As I reflect on Mothers Against Drunk Driving’s (MADD) 43rd anniversary, I am humbled to serve as the CEO of an organization founded by a group of determined and resilient women who were instrumental in mobilizing the groundswell of support that has improved the health and safety of our nation’s roads and communities.

As the preeminent leader on the front lines addressing drunk and drugged driving and underage drinking, MADD has come a long way in 43 years. We have worked to change hearts and minds and created a culture of accountability. From our earliest days, we have worked tirelessly to enact the laws that raised the minimum drinking age to 21, made it illegal to drive with a blood alcohol content at .08% or above, introduced the concept of “designated drivers” and cut drunk driving deaths by 50%.

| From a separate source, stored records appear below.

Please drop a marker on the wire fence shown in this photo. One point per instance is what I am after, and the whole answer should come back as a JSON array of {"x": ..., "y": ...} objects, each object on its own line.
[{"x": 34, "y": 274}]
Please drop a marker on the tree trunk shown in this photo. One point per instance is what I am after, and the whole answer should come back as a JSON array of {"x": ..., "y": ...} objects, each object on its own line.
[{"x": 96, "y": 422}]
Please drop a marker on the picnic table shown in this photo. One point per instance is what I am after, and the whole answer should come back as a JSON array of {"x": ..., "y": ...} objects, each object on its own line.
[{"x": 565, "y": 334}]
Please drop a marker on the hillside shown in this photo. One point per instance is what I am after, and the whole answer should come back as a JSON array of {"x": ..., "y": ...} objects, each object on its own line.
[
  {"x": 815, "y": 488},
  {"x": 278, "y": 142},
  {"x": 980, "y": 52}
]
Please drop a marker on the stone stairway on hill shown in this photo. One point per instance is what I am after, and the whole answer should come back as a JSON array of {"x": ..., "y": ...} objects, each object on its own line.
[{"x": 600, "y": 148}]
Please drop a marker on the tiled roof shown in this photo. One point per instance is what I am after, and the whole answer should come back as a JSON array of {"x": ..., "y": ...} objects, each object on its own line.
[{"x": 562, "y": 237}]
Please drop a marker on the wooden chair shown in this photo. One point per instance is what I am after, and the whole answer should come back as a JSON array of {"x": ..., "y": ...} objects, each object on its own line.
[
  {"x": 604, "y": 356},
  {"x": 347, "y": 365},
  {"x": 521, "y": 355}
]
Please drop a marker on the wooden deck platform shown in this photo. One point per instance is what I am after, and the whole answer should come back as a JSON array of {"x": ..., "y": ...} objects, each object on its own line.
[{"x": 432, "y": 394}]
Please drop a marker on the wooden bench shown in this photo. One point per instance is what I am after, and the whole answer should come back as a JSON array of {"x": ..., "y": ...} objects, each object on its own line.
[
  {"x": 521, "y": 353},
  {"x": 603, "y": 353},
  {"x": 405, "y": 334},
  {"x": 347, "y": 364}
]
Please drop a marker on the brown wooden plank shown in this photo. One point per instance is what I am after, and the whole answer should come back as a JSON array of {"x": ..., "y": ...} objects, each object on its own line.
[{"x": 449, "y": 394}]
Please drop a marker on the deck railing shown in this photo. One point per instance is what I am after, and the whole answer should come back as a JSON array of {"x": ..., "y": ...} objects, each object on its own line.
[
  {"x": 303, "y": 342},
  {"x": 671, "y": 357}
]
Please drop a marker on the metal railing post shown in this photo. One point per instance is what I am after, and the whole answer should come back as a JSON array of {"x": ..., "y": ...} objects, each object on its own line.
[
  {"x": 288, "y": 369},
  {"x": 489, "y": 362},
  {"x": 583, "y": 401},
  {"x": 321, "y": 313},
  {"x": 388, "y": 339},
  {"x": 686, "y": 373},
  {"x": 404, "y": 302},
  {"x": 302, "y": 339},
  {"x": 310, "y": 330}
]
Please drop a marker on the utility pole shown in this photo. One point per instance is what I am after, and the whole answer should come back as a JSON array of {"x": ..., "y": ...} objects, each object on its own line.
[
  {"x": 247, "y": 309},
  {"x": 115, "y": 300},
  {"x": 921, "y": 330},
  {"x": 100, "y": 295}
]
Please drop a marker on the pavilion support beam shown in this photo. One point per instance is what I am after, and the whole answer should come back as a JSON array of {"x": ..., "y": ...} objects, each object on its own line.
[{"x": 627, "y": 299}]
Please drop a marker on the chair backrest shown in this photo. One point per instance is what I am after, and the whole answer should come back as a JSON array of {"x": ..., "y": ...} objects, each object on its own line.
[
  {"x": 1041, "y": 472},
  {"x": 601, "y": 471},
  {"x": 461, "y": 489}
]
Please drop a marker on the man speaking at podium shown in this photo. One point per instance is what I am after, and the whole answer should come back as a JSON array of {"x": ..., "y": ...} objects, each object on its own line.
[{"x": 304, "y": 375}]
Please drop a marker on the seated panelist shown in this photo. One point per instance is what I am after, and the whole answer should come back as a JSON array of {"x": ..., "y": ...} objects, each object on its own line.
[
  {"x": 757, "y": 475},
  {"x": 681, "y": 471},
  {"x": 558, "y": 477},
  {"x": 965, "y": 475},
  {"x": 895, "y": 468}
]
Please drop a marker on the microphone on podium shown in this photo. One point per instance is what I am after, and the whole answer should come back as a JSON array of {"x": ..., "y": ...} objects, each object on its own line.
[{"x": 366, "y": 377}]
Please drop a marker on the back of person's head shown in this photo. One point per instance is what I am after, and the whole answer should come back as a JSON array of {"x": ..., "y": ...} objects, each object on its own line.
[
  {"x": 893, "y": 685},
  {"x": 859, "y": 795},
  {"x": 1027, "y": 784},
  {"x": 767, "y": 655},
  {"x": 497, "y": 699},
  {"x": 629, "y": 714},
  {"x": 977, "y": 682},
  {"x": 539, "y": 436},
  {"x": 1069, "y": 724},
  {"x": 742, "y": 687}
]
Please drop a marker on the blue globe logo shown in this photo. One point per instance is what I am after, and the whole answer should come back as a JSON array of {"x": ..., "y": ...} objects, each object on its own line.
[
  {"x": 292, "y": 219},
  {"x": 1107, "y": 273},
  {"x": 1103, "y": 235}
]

Despite 43 years of progress, we have seen an alarming rate of deaths due to impaired driving. According to the National Highway Traffic Safety Administration (NHTSA), in 2021 13,384 people died in alcohol-impaired driving traffic deaths, one death every 39 minutes, which is a 14% increase from 2020. Every life taken is another moment — another reason — to keep fighting to end this national tragedy.

With 2 in 3 Americans likely to be impacted by a drunk or drugged driver in their lifetime, MADD believes in a world where everyone is safe to live, work, and play. Every day we are fighting for legislation and policy change including innovative impaired driving prevention technology that will end drunk driving for good. We are working with law enforcement and social justice organizations to address the inequities in traffic safety enforcement and traffic deaths to ensure all communities feel safe and protected. We are engaging with younger and more diverse audiences to address their unique needs, mobilizing our most trusted allies – the victims and survivors of this 100% preventable crime, to create the change we want to see in the world.

As the mother of a teenager behind the wheel and as an African-American woman, I am acutely aware that the world in which MADD operates has changed since 1980. Yet, our vision and values are as relevant today as they were when the organization began. As I look toward the future, I invite everyone to join our movement of advocates and changemakers. Together we will not stop until we create a safer future for all and a world in which impairment puts no lives at risk.